JOE: I think, after I’d stayed [in Europe] for ten years and came back to America, I was always under the impression that I’d never be able to work in America having done the Warhol films. That wasn’t the truth, you know. Sometimes our heads tell us things that have absolutely nothing to do with anything. When I came back, it was very easy for me to work here.

What was it like working on Gun Crazy? You play a pretty awful character that’s quite unlike you in real life.

JOE: To work with Drew [Barrymore] was incredible. The character was already described in the script, so there was nothing that I had to create. I just had to be there and be the opposite of what I’m normally asked to play. It was easy for me to do.

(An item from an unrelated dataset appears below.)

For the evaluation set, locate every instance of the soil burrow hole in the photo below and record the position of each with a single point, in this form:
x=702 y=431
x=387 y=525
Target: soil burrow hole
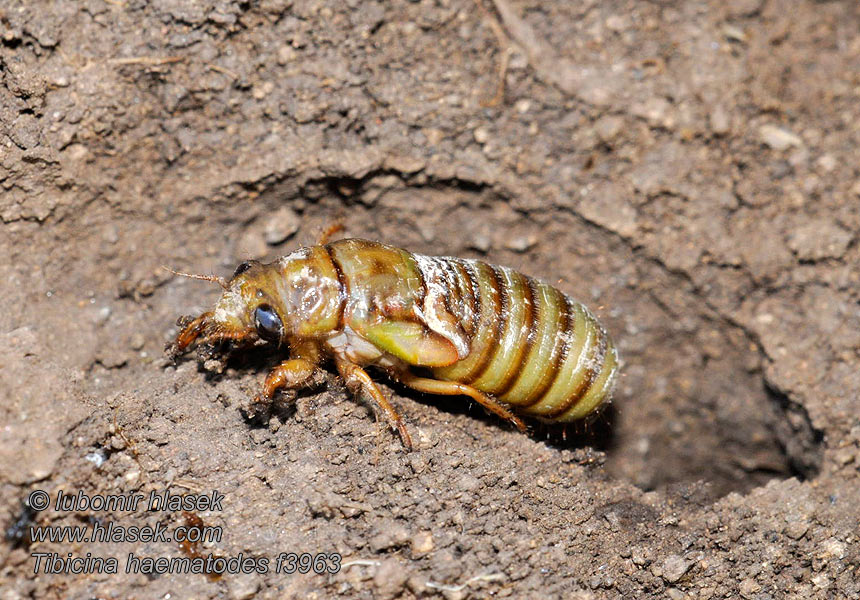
x=691 y=404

I never had a problem pretending to be something I’m not. I like to be an actor, but it’s not something I studied or anything. I’m just given a part to play and I do the best I can do to bring Joe to the part, that’s all. It began playing cowboys with my brother. To live to be sixty and still feel like, yeah, I can pretend…That’s a great thing. All the Italian people will tell you they’re all actors, pretending to be something they’re not.

It was also a nice surprise seeing you in The Limey—How was it, working with Steven Soderbergh?

JOE: He’s one person, like Paul Morrissey, who also has a specific vision…When I was reading the script, it didn’t seem like much. [Soderbergh] sits down in an editing room, though, and makes it something completely different. What I had read in the script and what I had seen on the screen were two different things. He’s another director who knows what he wants and doesn’t have to tell you all about it.

You seem to have acquired a really open-minded and accepting view of alternative lifestyles and homosexuality very early on, even before your exposure to the Factory.

JOE: Twenty years ago or so, I was talking to some young people that were living where I lived, and they had that same kind of attitude that I had as a young person, that same freedom. And I thought, I never knew that that had progressed to that. I was kind of pleasantly surprised. I thought I was just peculiar and that it never caught on, but it did catch on and now a lot of people now are like I was then.

That’s a pretty impressive legacy to leave behind as an actor, and as a person.

JOE: Yeah, I think so. I didn’t expect it!